SK Telecom, NTT And Chunghwa Turn AI Fund Into Asia Infrastructure Bet
SK Telecom, NTT and Chunghwa Telecom plan a $500 million IOWN AI Fund targeting AI data centers, semiconductors, software and optical communications technologies.

Asian Carriers Put AI Capital Behind Infrastructure Bottlenecks
SK Telecom, Japan's NTT and Taiwan's Chunghwa Telecom are turning regional telecom cooperation into an AI investment vehicle.
The companies plan to establish the IOWN AI Fund, with an expected size of $500 million, after announcing the plan at NTT headquarters in Tokyo's Otemachi district.
The fund is not framed as a narrow software bet.
Its target areas include AI data center infrastructure, AI semiconductors, cloud-distributed software, inference optimization, industrial AI services and optical networking tools designed to raise transmission performance while reducing power pressure.
That mix matters for telecom operators because AI demand is pushing pressure into power, cooling, chips, networks and service deployment at the same time.
A carrier-backed fund gives the three companies a way to look for startups that can support both infrastructure efficiency and new AI services.
Catalight Capital Gives The Fund A Cross-Border Structure
The three companies also agreed to create Catalight Capital to manage the fund from a Silicon Valley and East Asia base.
That structure gives the fund a wider sourcing base than a single-country corporate venture programme.
The investment search is global, spanning North America as well as Asia and Europe.
The geography is important because the investment thesis spans AI accelerators, GPUs, NPUs, liquid cooling, power-efficiency optimization and optical communications, all of which sit across different supplier clusters.
The fund also gives SK Telecom, NTT and Chunghwa Telecom a shared mechanism for technology validation and customer development.
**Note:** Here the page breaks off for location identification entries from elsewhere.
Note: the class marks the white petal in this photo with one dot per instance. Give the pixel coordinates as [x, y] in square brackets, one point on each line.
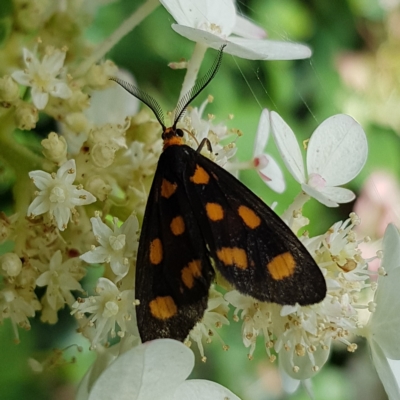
[39, 206]
[150, 371]
[101, 230]
[62, 216]
[201, 13]
[112, 105]
[39, 98]
[318, 195]
[288, 147]
[262, 134]
[22, 78]
[198, 389]
[384, 371]
[303, 362]
[64, 174]
[384, 324]
[41, 179]
[200, 36]
[98, 255]
[245, 28]
[338, 194]
[54, 62]
[274, 173]
[266, 49]
[82, 197]
[289, 384]
[337, 150]
[60, 89]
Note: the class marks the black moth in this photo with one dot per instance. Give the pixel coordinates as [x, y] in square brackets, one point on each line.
[200, 218]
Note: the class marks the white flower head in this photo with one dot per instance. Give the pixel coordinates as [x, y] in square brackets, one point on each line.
[60, 278]
[382, 330]
[302, 335]
[43, 76]
[213, 22]
[266, 166]
[117, 245]
[156, 370]
[57, 195]
[108, 308]
[336, 153]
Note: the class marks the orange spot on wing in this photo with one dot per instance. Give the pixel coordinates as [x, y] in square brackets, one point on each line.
[200, 176]
[190, 272]
[167, 188]
[233, 256]
[282, 266]
[177, 225]
[156, 251]
[214, 211]
[249, 217]
[163, 307]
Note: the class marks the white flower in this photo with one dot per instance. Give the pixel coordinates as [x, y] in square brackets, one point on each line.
[117, 245]
[336, 153]
[382, 330]
[214, 317]
[266, 166]
[108, 308]
[156, 370]
[302, 336]
[57, 195]
[42, 76]
[212, 23]
[60, 278]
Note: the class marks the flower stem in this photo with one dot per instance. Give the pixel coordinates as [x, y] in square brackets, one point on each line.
[193, 67]
[20, 159]
[129, 24]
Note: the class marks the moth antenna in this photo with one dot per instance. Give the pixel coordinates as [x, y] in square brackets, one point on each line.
[198, 87]
[144, 97]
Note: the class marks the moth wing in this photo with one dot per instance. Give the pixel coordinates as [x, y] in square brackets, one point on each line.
[251, 246]
[173, 271]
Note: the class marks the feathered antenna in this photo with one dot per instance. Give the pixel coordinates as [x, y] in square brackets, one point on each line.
[183, 102]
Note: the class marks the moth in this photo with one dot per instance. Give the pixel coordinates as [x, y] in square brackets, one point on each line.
[198, 219]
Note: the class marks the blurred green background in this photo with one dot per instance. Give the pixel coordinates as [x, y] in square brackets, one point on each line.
[348, 37]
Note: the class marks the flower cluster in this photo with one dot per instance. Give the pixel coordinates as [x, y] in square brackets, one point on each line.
[82, 207]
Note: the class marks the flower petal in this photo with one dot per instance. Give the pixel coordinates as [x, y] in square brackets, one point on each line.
[288, 147]
[201, 14]
[201, 36]
[150, 371]
[384, 371]
[262, 134]
[266, 49]
[384, 324]
[199, 389]
[318, 195]
[337, 150]
[246, 29]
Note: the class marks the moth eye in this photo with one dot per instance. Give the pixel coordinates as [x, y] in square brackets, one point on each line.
[179, 132]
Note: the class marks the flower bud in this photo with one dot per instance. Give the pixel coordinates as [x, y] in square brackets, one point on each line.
[26, 116]
[102, 155]
[55, 148]
[9, 89]
[11, 264]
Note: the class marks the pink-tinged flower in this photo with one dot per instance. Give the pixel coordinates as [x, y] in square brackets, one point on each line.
[266, 166]
[44, 76]
[156, 370]
[382, 330]
[336, 153]
[215, 23]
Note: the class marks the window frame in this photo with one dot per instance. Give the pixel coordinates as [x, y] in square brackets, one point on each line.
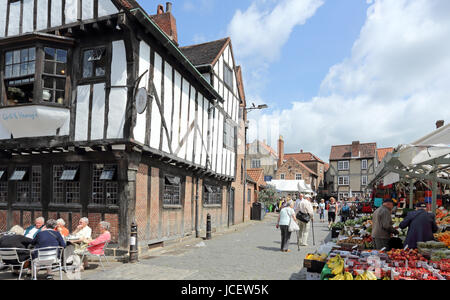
[345, 165]
[38, 44]
[344, 180]
[104, 187]
[258, 160]
[226, 67]
[166, 188]
[69, 189]
[95, 79]
[366, 166]
[213, 197]
[366, 180]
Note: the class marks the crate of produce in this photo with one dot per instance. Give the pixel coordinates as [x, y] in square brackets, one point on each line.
[314, 263]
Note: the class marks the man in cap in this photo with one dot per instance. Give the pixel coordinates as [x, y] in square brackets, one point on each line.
[382, 228]
[421, 225]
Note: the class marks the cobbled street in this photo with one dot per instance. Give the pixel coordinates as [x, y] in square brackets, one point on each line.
[252, 253]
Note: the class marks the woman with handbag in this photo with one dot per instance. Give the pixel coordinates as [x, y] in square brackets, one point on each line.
[306, 212]
[286, 218]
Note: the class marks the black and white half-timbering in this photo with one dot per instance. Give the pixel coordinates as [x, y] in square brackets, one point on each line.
[99, 108]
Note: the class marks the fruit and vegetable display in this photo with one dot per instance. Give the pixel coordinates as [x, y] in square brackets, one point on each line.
[442, 217]
[443, 237]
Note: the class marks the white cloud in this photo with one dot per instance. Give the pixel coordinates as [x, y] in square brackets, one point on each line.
[391, 90]
[259, 34]
[261, 31]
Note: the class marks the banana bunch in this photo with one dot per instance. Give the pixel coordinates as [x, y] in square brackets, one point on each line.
[345, 276]
[336, 265]
[367, 275]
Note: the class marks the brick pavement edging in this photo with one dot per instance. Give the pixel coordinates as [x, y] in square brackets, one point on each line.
[121, 254]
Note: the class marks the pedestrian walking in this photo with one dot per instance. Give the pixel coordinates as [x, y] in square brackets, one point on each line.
[306, 207]
[332, 209]
[382, 228]
[421, 226]
[286, 216]
[322, 210]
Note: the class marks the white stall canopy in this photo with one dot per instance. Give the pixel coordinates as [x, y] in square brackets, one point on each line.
[426, 159]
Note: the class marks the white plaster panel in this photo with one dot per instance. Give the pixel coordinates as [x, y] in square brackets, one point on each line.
[190, 145]
[82, 113]
[205, 131]
[167, 104]
[184, 118]
[4, 133]
[98, 112]
[106, 8]
[56, 13]
[88, 10]
[42, 7]
[176, 112]
[71, 11]
[28, 17]
[144, 65]
[155, 137]
[14, 22]
[3, 9]
[198, 145]
[118, 96]
[220, 144]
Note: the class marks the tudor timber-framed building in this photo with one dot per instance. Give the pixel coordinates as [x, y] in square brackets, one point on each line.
[103, 116]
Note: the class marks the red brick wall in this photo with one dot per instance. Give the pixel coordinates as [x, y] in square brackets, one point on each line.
[141, 201]
[3, 224]
[113, 220]
[154, 204]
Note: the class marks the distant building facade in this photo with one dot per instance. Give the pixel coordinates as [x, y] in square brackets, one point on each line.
[351, 169]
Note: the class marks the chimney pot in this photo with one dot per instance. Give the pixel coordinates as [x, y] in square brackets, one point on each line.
[160, 9]
[168, 7]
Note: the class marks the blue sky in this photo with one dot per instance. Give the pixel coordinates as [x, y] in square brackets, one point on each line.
[332, 71]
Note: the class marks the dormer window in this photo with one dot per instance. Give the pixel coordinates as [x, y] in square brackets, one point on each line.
[19, 75]
[94, 63]
[34, 68]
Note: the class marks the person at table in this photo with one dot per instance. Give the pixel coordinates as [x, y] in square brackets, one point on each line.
[50, 237]
[16, 239]
[60, 226]
[382, 229]
[82, 236]
[33, 230]
[421, 226]
[96, 246]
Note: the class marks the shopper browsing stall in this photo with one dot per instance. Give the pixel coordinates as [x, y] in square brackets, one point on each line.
[421, 226]
[382, 228]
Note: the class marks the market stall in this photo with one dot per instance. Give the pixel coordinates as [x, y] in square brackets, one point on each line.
[350, 256]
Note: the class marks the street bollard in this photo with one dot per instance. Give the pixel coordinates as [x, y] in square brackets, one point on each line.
[133, 244]
[208, 227]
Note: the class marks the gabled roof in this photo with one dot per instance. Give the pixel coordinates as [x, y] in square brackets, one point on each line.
[265, 146]
[257, 176]
[206, 53]
[383, 151]
[302, 165]
[345, 151]
[304, 157]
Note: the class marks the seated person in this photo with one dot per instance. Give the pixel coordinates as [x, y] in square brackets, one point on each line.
[31, 231]
[60, 226]
[16, 240]
[96, 246]
[48, 238]
[82, 235]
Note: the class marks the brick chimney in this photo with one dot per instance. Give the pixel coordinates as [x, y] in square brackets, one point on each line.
[355, 149]
[166, 22]
[280, 151]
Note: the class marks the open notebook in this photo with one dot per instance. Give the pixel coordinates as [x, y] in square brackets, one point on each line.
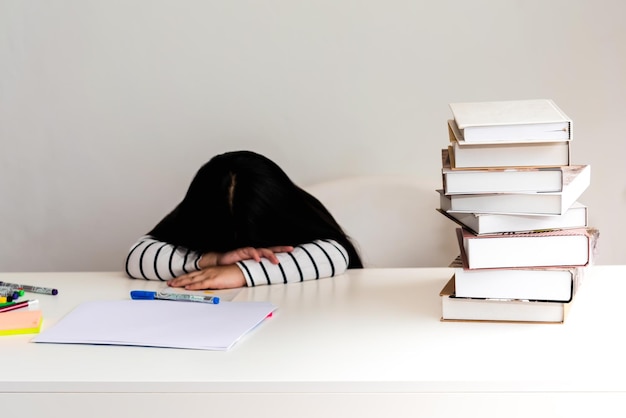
[158, 323]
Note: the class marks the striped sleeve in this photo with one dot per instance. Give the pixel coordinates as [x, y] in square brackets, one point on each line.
[316, 260]
[151, 259]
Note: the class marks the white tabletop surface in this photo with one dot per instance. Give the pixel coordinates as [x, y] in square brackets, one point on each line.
[372, 330]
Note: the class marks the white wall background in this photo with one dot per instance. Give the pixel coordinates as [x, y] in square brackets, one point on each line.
[108, 108]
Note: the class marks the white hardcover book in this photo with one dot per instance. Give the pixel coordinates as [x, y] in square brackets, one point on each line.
[563, 247]
[455, 308]
[552, 203]
[512, 121]
[557, 284]
[513, 154]
[503, 180]
[494, 223]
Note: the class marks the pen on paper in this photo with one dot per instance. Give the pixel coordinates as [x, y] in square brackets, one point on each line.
[18, 305]
[149, 295]
[31, 289]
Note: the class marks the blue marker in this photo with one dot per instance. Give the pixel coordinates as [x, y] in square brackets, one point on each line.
[149, 295]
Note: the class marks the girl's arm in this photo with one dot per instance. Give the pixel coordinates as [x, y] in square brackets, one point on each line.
[151, 259]
[315, 260]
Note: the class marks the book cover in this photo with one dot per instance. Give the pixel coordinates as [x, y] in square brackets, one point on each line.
[513, 120]
[514, 154]
[494, 223]
[548, 284]
[575, 182]
[21, 321]
[565, 247]
[455, 308]
[503, 180]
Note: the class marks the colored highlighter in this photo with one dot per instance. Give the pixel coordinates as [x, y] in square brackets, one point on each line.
[184, 297]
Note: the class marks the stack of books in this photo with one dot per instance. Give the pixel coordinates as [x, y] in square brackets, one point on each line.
[524, 239]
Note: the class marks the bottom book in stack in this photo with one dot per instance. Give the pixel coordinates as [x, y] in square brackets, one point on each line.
[456, 308]
[538, 294]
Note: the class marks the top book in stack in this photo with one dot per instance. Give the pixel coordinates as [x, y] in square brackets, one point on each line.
[511, 121]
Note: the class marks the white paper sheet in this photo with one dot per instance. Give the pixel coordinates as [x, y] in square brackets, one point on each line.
[158, 323]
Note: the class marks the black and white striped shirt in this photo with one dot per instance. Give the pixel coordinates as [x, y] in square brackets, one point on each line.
[151, 259]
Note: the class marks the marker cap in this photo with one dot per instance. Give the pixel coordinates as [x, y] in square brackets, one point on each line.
[142, 295]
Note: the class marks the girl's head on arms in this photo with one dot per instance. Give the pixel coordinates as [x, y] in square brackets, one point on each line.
[243, 199]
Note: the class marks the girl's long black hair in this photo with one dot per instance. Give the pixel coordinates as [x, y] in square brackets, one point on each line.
[243, 199]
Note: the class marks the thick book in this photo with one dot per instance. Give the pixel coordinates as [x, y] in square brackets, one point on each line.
[455, 308]
[548, 284]
[503, 180]
[512, 121]
[516, 154]
[563, 247]
[543, 203]
[494, 223]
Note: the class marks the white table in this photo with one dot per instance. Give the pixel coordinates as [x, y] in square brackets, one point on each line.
[368, 343]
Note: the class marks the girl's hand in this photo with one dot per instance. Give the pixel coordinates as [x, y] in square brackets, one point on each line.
[219, 277]
[246, 253]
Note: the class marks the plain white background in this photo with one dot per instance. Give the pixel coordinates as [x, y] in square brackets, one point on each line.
[108, 108]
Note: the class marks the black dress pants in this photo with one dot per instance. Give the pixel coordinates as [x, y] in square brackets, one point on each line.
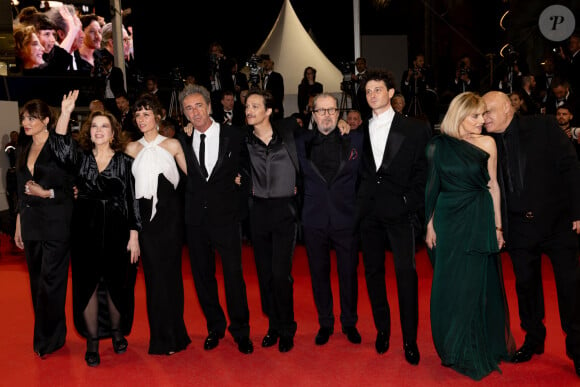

The companies said portfolio support will go beyond financial investment and include help with service advancement and new business models.
Chips, Cooling And Optical Links Are The Core Test
The investment categories show where the carriers see constraints building.
AI data centers need better power efficiency and cooling.
AI workloads need semiconductors such as accelerators, GPUs and NPUs.
Distributed cloud systems need software that can improve inference operations, while optical communications remain central to moving data with lower power pressure.
Those priorities make the fund relevant beyond ordinary startup financing.
If the portfolio produces useful technology, the carriers could gain earlier access to tools that reduce AI infrastructure costs or improve service deployment across B2B and B2C markets.
First Investments Will Show How Strategic The Fund Becomes
The next watchpoint is the first round of investments.
Recruitment for that round is expected to be completed soon, followed by the official fund launch.
Investor interest already includes around 20 global companies; Sony and Toshiba were named by NTT, and SK hynix is preparing to participate.
The available material does not identify the first portfolio companies or any committed deployment by the carriers.
Until those names appear, the fund is best read as a strategic infrastructure signal: three Asian telecom groups are trying to place capital closer to the AI systems, chips and network technologies that could shape their own service roadmaps.